Menteri Hukum Supratman Andi Agtas mengakui adanya potensi penyalahgunaan dalam penerapan KUHP baru tersebut. Namun, ia menegaskan bahwa pengawasan publik menjadi kunci utama untuk mencegah praktik sewenang-wenang aparat penegak hukum.
“Memang ada risiko penyalahgunaan. Tapi yang paling penting adalah pengawasan publik. Semua yang baru tidak langsung sempurna,” ujar Supratman, seperti dikutip dari Reuters, Rabu (31/12).
KUHP baru setebal 345 halaman ini disahkan pada tahun 2022 dan dirancang sebagai sistem hukum pidana nasional yang disesuaikan dengan nilai budaya, sosial, dan norma hukum Indonesia, termasuk penerapan prinsip restorative justice.
Meski demikian, sejumlah aktivis demokrasi dan pakar hukum menyoroti definisi pasal-pasal yang dinilai terlalu luas, sehingga berpotensi membatasi kebebasan sipil dan kebebasan berpendapat, serta membuka ruang kriminalisasi terhadap kritik kepada pemerintah.
Beberapa ketentuan penting dalam KUHP baru antara lain:
-
Hubungan seks di luar nikah dapat dipidana maksimal satu tahun penjara, namun hanya dapat diproses jika ada pengaduan dari pasangan sah, orang tua, atau anak.
-
Penghinaan terhadap presiden atau lembaga negara diancam pidana hingga tiga tahun penjara.
-
Penyebaran komunisme atau ideologi yang bertentangan dengan Pancasila dapat dikenai hukuman maksimal empat tahun penjara.
-
Definisi “menyerang kehormatan atau martabat” mencakup pencemaran nama baik dan fitnah, yang dinilai memiliki tafsir luas.

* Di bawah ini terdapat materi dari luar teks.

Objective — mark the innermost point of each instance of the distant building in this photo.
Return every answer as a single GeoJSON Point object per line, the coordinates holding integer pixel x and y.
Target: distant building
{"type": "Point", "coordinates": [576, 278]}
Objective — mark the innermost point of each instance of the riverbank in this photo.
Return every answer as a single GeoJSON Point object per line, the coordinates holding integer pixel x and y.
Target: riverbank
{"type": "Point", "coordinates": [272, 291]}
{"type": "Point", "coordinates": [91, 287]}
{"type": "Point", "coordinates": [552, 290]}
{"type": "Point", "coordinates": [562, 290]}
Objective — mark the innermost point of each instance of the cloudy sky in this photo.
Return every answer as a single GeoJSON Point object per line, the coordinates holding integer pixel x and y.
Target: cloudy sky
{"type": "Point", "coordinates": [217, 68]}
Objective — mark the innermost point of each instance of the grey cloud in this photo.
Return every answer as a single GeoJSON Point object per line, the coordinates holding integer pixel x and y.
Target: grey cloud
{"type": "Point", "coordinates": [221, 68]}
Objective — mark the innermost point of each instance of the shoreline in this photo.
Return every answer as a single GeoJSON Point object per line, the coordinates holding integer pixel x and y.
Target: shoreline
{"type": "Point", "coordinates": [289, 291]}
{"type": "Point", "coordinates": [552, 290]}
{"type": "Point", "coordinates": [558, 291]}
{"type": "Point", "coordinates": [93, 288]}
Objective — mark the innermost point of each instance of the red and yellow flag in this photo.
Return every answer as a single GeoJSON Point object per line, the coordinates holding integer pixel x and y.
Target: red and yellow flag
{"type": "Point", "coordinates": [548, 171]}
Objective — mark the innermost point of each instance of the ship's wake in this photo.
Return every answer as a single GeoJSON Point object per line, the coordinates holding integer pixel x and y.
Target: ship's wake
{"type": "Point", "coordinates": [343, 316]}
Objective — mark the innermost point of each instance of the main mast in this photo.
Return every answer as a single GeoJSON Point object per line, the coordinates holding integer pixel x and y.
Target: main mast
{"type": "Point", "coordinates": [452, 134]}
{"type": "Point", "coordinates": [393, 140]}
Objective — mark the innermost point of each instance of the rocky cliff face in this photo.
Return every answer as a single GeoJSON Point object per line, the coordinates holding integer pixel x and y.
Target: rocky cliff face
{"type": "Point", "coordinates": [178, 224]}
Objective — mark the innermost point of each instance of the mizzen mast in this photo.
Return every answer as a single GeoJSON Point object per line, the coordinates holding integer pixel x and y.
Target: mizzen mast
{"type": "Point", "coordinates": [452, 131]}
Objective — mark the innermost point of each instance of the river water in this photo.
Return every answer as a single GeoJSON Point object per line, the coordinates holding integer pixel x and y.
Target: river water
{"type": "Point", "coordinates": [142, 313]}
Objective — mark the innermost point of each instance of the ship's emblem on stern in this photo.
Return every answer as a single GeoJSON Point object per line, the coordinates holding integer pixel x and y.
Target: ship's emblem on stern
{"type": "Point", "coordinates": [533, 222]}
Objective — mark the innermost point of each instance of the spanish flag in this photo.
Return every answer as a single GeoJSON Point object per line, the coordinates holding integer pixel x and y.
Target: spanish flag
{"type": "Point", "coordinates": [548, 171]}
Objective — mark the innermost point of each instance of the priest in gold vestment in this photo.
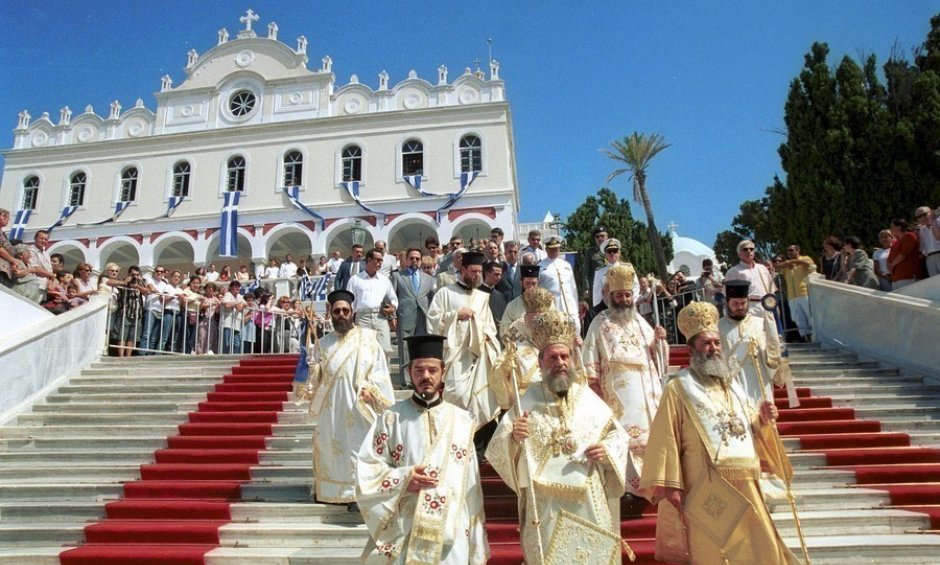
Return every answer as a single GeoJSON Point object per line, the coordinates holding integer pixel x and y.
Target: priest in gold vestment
{"type": "Point", "coordinates": [461, 313]}
{"type": "Point", "coordinates": [353, 386]}
{"type": "Point", "coordinates": [622, 353]}
{"type": "Point", "coordinates": [703, 460]}
{"type": "Point", "coordinates": [418, 477]}
{"type": "Point", "coordinates": [564, 454]}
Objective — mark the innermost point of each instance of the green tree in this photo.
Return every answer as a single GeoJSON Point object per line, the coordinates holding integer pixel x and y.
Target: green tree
{"type": "Point", "coordinates": [636, 152]}
{"type": "Point", "coordinates": [614, 213]}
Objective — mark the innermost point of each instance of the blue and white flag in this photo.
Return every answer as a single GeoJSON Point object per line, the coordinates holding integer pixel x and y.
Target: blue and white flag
{"type": "Point", "coordinates": [352, 187]}
{"type": "Point", "coordinates": [173, 204]}
{"type": "Point", "coordinates": [19, 223]}
{"type": "Point", "coordinates": [293, 194]}
{"type": "Point", "coordinates": [466, 179]}
{"type": "Point", "coordinates": [313, 288]}
{"type": "Point", "coordinates": [63, 217]}
{"type": "Point", "coordinates": [228, 236]}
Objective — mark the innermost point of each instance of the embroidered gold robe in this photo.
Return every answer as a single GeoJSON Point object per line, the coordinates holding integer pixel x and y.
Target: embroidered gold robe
{"type": "Point", "coordinates": [470, 351]}
{"type": "Point", "coordinates": [349, 364]}
{"type": "Point", "coordinates": [564, 482]}
{"type": "Point", "coordinates": [440, 525]}
{"type": "Point", "coordinates": [694, 447]}
{"type": "Point", "coordinates": [619, 356]}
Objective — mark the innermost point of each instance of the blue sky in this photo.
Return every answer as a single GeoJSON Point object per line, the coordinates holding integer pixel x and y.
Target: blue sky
{"type": "Point", "coordinates": [711, 77]}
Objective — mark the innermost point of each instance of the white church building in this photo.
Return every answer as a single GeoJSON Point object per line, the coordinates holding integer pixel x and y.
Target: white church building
{"type": "Point", "coordinates": [393, 161]}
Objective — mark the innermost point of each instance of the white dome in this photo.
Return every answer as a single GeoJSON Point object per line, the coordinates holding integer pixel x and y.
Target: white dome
{"type": "Point", "coordinates": [688, 252]}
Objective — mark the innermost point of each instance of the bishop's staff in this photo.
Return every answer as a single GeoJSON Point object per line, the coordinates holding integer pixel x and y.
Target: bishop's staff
{"type": "Point", "coordinates": [512, 358]}
{"type": "Point", "coordinates": [780, 463]}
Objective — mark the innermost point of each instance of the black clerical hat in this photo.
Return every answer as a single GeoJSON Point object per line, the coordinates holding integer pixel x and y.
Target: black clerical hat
{"type": "Point", "coordinates": [426, 347]}
{"type": "Point", "coordinates": [737, 289]}
{"type": "Point", "coordinates": [529, 271]}
{"type": "Point", "coordinates": [473, 258]}
{"type": "Point", "coordinates": [337, 295]}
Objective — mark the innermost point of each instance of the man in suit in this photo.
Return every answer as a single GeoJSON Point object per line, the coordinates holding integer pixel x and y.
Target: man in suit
{"type": "Point", "coordinates": [492, 274]}
{"type": "Point", "coordinates": [349, 268]}
{"type": "Point", "coordinates": [414, 288]}
{"type": "Point", "coordinates": [510, 284]}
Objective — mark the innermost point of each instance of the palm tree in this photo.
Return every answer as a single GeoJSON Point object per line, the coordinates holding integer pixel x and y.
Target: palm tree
{"type": "Point", "coordinates": [636, 152]}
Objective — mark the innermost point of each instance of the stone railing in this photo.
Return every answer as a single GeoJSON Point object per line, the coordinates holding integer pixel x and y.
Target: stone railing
{"type": "Point", "coordinates": [38, 356]}
{"type": "Point", "coordinates": [889, 327]}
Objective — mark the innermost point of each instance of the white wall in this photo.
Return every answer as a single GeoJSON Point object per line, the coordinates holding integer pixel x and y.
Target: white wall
{"type": "Point", "coordinates": [898, 330]}
{"type": "Point", "coordinates": [41, 354]}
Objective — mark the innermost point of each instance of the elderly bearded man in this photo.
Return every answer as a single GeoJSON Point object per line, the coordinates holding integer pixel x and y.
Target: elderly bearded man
{"type": "Point", "coordinates": [572, 463]}
{"type": "Point", "coordinates": [418, 477]}
{"type": "Point", "coordinates": [705, 452]}
{"type": "Point", "coordinates": [621, 355]}
{"type": "Point", "coordinates": [351, 388]}
{"type": "Point", "coordinates": [461, 313]}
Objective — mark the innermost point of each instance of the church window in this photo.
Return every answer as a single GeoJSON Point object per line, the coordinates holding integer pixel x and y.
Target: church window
{"type": "Point", "coordinates": [293, 168]}
{"type": "Point", "coordinates": [129, 184]}
{"type": "Point", "coordinates": [77, 189]}
{"type": "Point", "coordinates": [412, 158]}
{"type": "Point", "coordinates": [30, 193]}
{"type": "Point", "coordinates": [181, 172]}
{"type": "Point", "coordinates": [236, 174]}
{"type": "Point", "coordinates": [242, 103]}
{"type": "Point", "coordinates": [471, 154]}
{"type": "Point", "coordinates": [352, 163]}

Supratman menambahkan, pemerintah telah melakukan sosialisasi intensif kepada aparat penegak hukum terkait penerapan KUHP baru. Selain itu, pemberlakuan KUHP akan berjalan beriringan dengan KUHAP baru yang juga mulai berlaku pada tanggal yang sama, guna memastikan adanya mekanisme pengawasan dan pembatasan kewenangan aparat.
Pemerintah berharap, penerapan KUHP baru dapat memperkuat sistem hukum nasional tanpa mengorbankan prinsip demokrasi dan hak asasi manusia.